At the moment, a Fluid Cache for SAN setup requires at least three server nodes and Dell has only officially supported clusters with up to eight nodes. The RNA software was designed to scale across 128 nodes, but Dell is not interested at pushing the scalability that far – yet. But it will, particularly if customers do the pushing. For now, Payne says that an eight-node setup provides enough caching for the workloads that Dell is targeting.

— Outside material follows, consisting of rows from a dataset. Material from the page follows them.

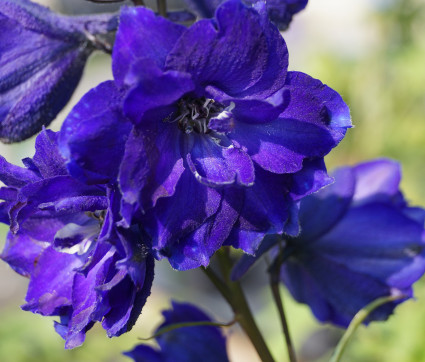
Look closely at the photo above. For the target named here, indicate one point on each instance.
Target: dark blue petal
(93, 136)
(42, 59)
(321, 211)
(142, 34)
(154, 89)
(351, 252)
(47, 159)
(186, 344)
(255, 65)
(195, 204)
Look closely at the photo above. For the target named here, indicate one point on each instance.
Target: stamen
(195, 114)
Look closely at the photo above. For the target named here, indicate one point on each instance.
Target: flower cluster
(64, 237)
(218, 148)
(203, 139)
(42, 56)
(359, 241)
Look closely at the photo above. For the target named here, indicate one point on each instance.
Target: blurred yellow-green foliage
(373, 53)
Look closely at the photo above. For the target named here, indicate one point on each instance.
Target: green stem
(162, 8)
(357, 321)
(274, 272)
(235, 296)
(279, 304)
(174, 326)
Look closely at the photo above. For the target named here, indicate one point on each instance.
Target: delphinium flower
(280, 12)
(224, 140)
(359, 241)
(184, 344)
(64, 237)
(42, 56)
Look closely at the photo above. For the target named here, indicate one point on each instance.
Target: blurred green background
(373, 53)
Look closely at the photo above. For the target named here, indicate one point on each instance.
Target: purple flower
(279, 11)
(65, 238)
(359, 241)
(42, 56)
(224, 140)
(185, 344)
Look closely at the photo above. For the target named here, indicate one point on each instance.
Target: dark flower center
(194, 115)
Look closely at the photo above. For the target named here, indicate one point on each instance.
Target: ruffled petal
(142, 34)
(93, 136)
(195, 202)
(321, 211)
(153, 89)
(255, 65)
(214, 165)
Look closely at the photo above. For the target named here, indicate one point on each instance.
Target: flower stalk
(235, 296)
(162, 8)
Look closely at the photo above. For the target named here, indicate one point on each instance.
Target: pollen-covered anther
(194, 115)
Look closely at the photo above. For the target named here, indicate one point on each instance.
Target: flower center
(194, 115)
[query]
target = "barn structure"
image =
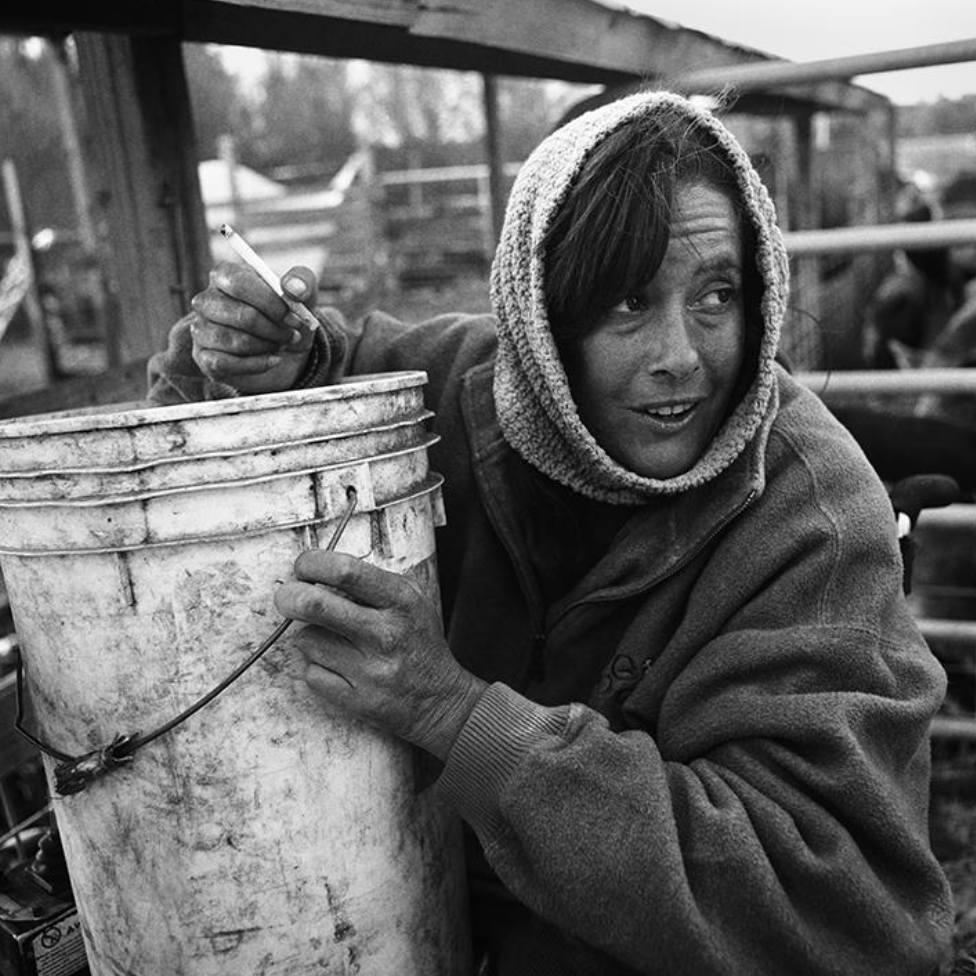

The Fluid Cache software can be used to allow machines to do more work, do the same work more quickly, or a mix of the two. So, for instance, in Dell’s lab environment, a three node cluster of Oracle databases was able to support about 500 users with an average response time of around one second for a bunch of online transaction processing transactions. This baby cluster cost $331,696 at list price, presumably not including the cost of the Compellent SAN. Adding Fluid Cache for SAN to the three clusters and the NVMe flash drives boosted the price of the baby cluster to $360,191 and the machine could support 1,900 concurrent users at the same one second average response time. That is nearly a factor of four increase in the throughput of the cluster for an incremental 8.6 percent in costs. (The cost per user drops from $663 to $190 is another way of looking at it.)
From the early benchmark data, it looks like as the number of server nodes in the cache pool is increased, the increase in the throughput of the systems grows, but not linearly (no doubt because of the difficulty of coordinating across the nodes). A three-node system shows around a 4X improvement in the number of concurrent users, while an eight-node setup shows a 6X increase. That said, on one OLTP test, a three node cluster running an OLTP workload supported 425 users with no Fluid Cache enabled and an eight-node setup with Fluid Cache was able to handle 12,000 users. That is a factor of 10.6X more scalability, and because it can be done with fewer servers (it would take 28 servers to match this performance without Fluid Cache), the Oracle database costs will be lower on clusters using Fluid Cache.
If dropping response times for transactions is the main goal, then this is how the initial performance tests for Fluid Cache turn out. On a three-node Oracle database cluster, the average response time for a bunch of OLTP transactions was on the order of 1.5 seconds; turning on Fluid Cache and installing the necessary hardware reduced that OLTP response time by 97 percent to 45 milliseconds. On an eight-node setup running the same tests, the cluster could do a certain amount of work with an 800 millisecond average response time. Turning on Fluid Cache slashed that to a mere 6 milliseconds.
Finally, in a related development, Dell has tweaked the Storage Center operating system at the heart of the Compellent storage arrays. With the 6.5 release, Dell is boosting the total addressable capacity of a Compellent SAN from 1 PB to 2 PB. The storage software stack now adds data compression, which can reduce disk requirements by an average of around 77 percent. Dell has also added a synchronous version of its live volume replication for Compellent SANs, which does replication between two SANs at a maximum distance of 50 kilometers. The prior live migration for volumes did the replication asynchronously, which means that data could, in theory, get out of synch between the primary and secondary arrays. However, replication was available over a much longer range, and that is sometimes a tradeoff companies need to make for disaster recovery purposes.